First, we plot the population size p against time t, using the data given above. We use the plotting function gf_point(), which is available when you load the mosaic package to visualize the data. Note that the plotting function takes a formula p ~ t, where p and t are the given data vectors, and it creates the scatterplot of p against t:

gf_point(p ~ t)

Next, we define the logistic solution as an R function u (the dependent variable) with argument t (the independent variable) using makeFun() from the mosaic package. Note that the R function u also depends on the parameters u0, r and K and it is created using the formula u(t) ~ t, which makes u a function of t:

u<-makeFun(K/(1+exp(-r*t)*(K/u0 - 1)) ~ t)

The initial yeast population at time zero is p[1]=9.6, based on the data, so the parameter for the initial population is u0=9.6.

To find the horizontal asymptote, we need to find \(\lim_{t\to\infty}u(t)\). As \(t\to\infty\) the term \(e^{-rt}\) goes to 0:

\[\lim_{t\to\infty}u(t) = \lim_{t\to\infty}\frac{K}{1+0\cdot (K/u_0 -1)} = K\] Thus, the horizontal asymptote is \(u=K\) (on the \(tu\)-plane). The yeast data appear to converge to the horizontal level of around 670, so we can take this as a reasonable estimate for \(K=670\) to be the carrying capacity. We can plot the horizontal asymptote \(u=670\) along with the data to make sure that it fits the data well:

gf_point(p ~ t) %>% 
  gf_hline(yintercept=670, col="red")

In the code above, after we create the scatterplot of the data using gf_point(p ~ t), we then use the pipe operator %>%, which implements a composition of functions, and it composes the first plotting function with the second plotting function gf_hline, which plots the horizontal line \(u=670\), for which we only need to specify the yintercept=670 (col="red" is optional).

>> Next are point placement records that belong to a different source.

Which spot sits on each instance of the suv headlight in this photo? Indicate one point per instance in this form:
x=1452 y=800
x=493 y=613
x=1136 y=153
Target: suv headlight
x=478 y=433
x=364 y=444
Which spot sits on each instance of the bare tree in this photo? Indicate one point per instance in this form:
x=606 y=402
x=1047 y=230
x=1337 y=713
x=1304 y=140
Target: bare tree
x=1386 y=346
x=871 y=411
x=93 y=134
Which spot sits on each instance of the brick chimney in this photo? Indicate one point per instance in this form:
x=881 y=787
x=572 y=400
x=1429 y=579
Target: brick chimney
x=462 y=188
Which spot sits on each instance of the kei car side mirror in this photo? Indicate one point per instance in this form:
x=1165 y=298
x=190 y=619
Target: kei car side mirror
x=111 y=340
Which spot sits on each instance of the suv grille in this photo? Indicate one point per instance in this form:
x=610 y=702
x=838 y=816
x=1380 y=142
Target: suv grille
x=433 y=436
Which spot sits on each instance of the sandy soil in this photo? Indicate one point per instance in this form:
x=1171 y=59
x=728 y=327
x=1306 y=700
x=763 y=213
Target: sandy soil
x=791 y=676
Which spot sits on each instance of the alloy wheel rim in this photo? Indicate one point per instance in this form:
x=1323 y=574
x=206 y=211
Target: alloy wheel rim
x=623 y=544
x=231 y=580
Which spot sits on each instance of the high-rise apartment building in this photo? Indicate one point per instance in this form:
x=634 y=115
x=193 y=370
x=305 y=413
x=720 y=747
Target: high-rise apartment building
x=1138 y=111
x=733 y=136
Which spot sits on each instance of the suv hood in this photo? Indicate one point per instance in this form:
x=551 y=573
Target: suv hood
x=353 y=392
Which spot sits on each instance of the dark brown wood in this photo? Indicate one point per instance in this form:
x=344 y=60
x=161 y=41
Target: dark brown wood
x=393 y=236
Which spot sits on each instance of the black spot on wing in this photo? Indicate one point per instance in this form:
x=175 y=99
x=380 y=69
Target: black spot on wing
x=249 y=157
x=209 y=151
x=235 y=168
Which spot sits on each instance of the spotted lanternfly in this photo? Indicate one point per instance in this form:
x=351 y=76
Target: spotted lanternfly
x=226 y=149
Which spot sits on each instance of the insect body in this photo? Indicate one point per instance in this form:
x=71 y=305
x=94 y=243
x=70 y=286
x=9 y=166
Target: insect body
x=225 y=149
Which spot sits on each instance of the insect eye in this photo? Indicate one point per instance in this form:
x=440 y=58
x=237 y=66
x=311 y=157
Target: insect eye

Finally, to find a good estimate for \(r\), we can manually adjust the value of \(r\) until we get a good fit to the data. Note that we first create the scatter plot of the data as before, using gf_point(p ~ t), and then we use the pipe operator %>% to compose the two plotting functions. The second plotting function, composed with the first one, is the slice_plot() function from the mosaicCalc package. Note that slice_plot() takes the formula u(t,r=r, u0=u0, K=K) ~ t, where we give the parameters r, u0 and K specific numerical values and leave u to be a function of time t only. We then specify the domain over which to plot the graph of the function u(t) by giving a range for t, t=range(0,20) (col="blue" is optional).

u0=9.6 # initial population
K=670  # carrying capacity
r=0.54 # growth rate
gf_point(p ~ t) %>% 
  slice_plot(u(t,r=r, u0=u0, K=K) ~ t, domain(t=range(0,20)), 
             col="blue")

We then start to manually adjust the parameter r until the model fits the data well.

Manually adjusting the parameter \(r\) seems to produce a reasonable fit when \(r\approx 0.54\).